Stop Trying to Use Commercial Interim Tests for Instructional Purposes

A Case for “Strategic Abandonment”

At the Center’s recent Brian Gong Colloquium, Jill Abbott from Abbott Advisor Group brought up the concept of strategic abandonment. I was immediately intrigued. She used a quote by management consultant Peter Drucker to illustrate the concept: “All living things must have a functioning system of elimination … or they will soon perish.”

Jill said that strategic abandonment includes things organizations or people should stop doing, as well as things they shouldn’t start in the first place. These ideas have a lot of relevance for districts’ and schools’ use of commercial interim assessments for instruction. But before we go there, let’s take a step back, define terms, and clarify the commercial interim assessment context.

Defining Interim and Commercial Interim Assessment

Former and current colleagues at the Center, Marianne Perie, Scott Marion, and Brian Gong, coined and defined the term “interim assessment” in 2007:

Assessments administered during instruction to evaluate students’ knowledge and skills relative to a specific set of academic goals in order to inform policymaker or educator decisions at the classroom, school, or district level. The specific interim assessment designs are driven by the purposes and intended uses, but the results of any interim assessment must be reported in a manner allowing aggregation across students, occasions, or concepts (p. 5).

Commercial interim assessments are simply interim assessments that test companies or vendors sell to districts or schools.

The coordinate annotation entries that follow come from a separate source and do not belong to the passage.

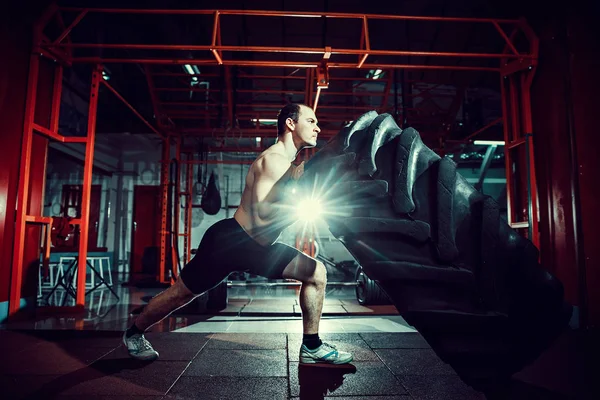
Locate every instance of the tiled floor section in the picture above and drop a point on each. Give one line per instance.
(250, 351)
(43, 364)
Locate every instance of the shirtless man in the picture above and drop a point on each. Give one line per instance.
(247, 242)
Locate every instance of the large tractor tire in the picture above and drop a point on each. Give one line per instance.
(453, 268)
(368, 291)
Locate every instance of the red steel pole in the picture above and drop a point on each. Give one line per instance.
(23, 196)
(87, 186)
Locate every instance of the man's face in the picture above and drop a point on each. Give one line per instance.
(306, 129)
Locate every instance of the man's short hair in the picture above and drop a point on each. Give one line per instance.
(291, 110)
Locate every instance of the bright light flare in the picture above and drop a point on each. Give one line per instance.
(309, 210)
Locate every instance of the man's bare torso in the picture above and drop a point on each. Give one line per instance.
(262, 213)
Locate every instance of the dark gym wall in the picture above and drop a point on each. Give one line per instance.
(564, 113)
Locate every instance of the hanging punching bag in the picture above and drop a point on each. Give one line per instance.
(211, 199)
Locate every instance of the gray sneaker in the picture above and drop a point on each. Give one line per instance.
(325, 353)
(139, 348)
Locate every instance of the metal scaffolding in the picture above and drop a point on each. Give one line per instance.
(313, 77)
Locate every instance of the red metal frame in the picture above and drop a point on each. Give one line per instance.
(61, 47)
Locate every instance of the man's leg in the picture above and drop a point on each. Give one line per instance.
(313, 275)
(157, 309)
(164, 304)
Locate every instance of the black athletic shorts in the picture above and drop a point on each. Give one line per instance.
(225, 248)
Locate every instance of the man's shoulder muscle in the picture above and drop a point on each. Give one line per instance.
(272, 165)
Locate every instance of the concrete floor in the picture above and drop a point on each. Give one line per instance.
(250, 351)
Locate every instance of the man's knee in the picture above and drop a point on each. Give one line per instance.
(181, 293)
(319, 277)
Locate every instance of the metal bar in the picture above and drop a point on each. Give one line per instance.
(275, 49)
(165, 180)
(316, 102)
(276, 64)
(185, 74)
(515, 143)
(70, 27)
(188, 210)
(23, 191)
(485, 164)
(308, 86)
(303, 14)
(36, 219)
(478, 131)
(519, 225)
(533, 207)
(506, 38)
(364, 36)
(214, 45)
(87, 186)
(47, 132)
(233, 162)
(56, 96)
(176, 205)
(276, 284)
(507, 156)
(386, 91)
(229, 96)
(133, 109)
(152, 89)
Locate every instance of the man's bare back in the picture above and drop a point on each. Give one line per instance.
(262, 212)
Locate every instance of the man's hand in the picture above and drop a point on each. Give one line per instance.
(298, 171)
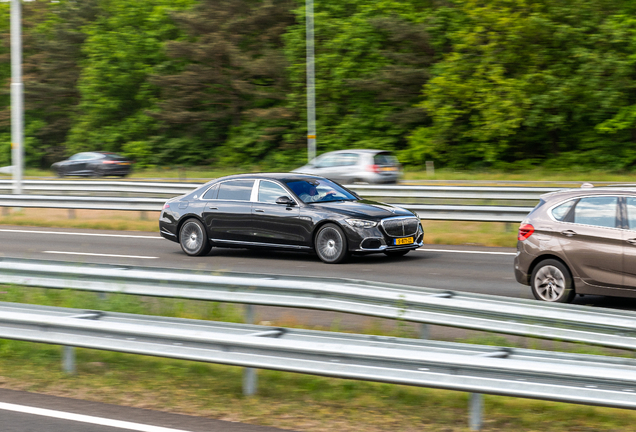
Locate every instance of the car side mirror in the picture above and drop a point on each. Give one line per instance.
(285, 200)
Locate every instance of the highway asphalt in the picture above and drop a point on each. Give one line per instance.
(473, 269)
(29, 412)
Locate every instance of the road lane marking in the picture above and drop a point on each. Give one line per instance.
(104, 255)
(86, 419)
(84, 234)
(473, 252)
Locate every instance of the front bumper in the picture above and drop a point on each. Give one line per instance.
(375, 240)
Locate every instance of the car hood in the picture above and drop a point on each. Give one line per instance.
(363, 208)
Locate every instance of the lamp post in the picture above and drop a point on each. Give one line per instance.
(311, 81)
(17, 98)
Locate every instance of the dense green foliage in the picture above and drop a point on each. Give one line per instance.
(506, 84)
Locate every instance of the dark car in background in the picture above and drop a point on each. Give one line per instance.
(287, 211)
(355, 166)
(579, 241)
(93, 164)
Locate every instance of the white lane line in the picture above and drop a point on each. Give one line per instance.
(473, 252)
(84, 234)
(86, 419)
(104, 255)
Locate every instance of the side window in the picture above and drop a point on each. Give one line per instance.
(631, 213)
(268, 192)
(347, 159)
(237, 190)
(211, 193)
(597, 211)
(560, 212)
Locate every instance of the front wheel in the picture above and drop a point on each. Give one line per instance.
(396, 254)
(331, 244)
(551, 281)
(193, 239)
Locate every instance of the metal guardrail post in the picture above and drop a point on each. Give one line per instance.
(68, 359)
(250, 378)
(476, 410)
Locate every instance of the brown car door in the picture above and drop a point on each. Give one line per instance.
(629, 244)
(592, 241)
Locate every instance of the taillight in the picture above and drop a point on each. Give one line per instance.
(525, 231)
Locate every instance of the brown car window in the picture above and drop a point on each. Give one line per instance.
(597, 211)
(560, 212)
(631, 213)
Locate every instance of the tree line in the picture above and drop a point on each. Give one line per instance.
(503, 84)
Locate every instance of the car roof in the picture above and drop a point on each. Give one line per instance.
(370, 151)
(589, 189)
(284, 177)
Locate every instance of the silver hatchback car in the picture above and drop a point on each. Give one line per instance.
(355, 166)
(579, 241)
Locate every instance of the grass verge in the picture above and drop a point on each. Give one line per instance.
(284, 400)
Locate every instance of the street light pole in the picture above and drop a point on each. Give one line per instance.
(311, 81)
(17, 98)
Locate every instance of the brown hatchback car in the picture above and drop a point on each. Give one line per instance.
(579, 241)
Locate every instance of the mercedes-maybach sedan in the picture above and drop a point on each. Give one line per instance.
(288, 212)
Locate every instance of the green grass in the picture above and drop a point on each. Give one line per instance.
(284, 400)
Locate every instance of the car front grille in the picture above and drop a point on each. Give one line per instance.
(400, 227)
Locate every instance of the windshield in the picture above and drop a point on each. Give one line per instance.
(319, 190)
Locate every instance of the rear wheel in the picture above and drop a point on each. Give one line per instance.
(193, 239)
(331, 244)
(396, 254)
(551, 281)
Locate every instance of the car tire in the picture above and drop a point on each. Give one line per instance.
(551, 281)
(396, 254)
(193, 238)
(331, 244)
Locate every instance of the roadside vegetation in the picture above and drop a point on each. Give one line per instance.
(284, 400)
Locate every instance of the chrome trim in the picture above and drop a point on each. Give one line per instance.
(401, 217)
(260, 244)
(255, 186)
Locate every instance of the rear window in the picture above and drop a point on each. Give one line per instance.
(385, 159)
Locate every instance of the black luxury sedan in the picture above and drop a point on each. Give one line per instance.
(93, 164)
(287, 211)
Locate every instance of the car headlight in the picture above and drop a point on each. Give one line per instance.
(361, 223)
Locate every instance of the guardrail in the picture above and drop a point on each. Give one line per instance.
(593, 380)
(573, 378)
(521, 317)
(412, 197)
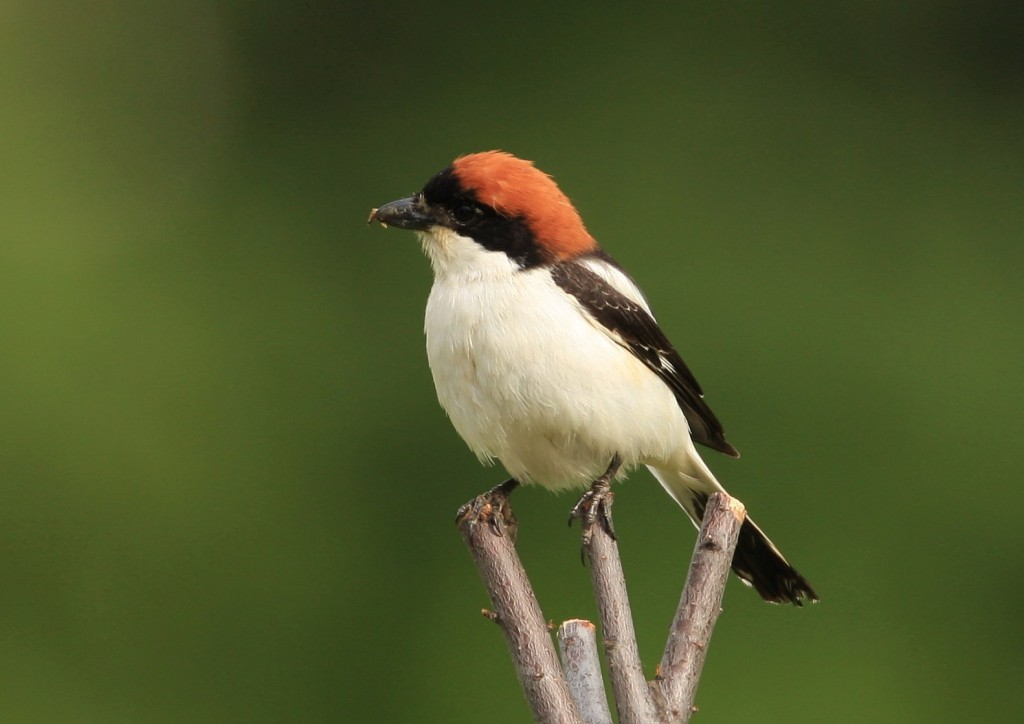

Common examples include NWEA MAP and Renaissance STAR.

Three Main Uses of Interim Assessment

Perie et al. identified three main uses of interims: predictive, instructional, and evaluative. The predictive use case was the most common one in the policy environment of Adequate Yearly Progress (AYP) targets under No Child Left Behind. Districts and schools devolved to educational triage behaviors and strategies that focused resources on “bubble kids”—those students close to the proficiency cut score on the state test and, therefore, the most likely to help the district or school reach its AYP targets.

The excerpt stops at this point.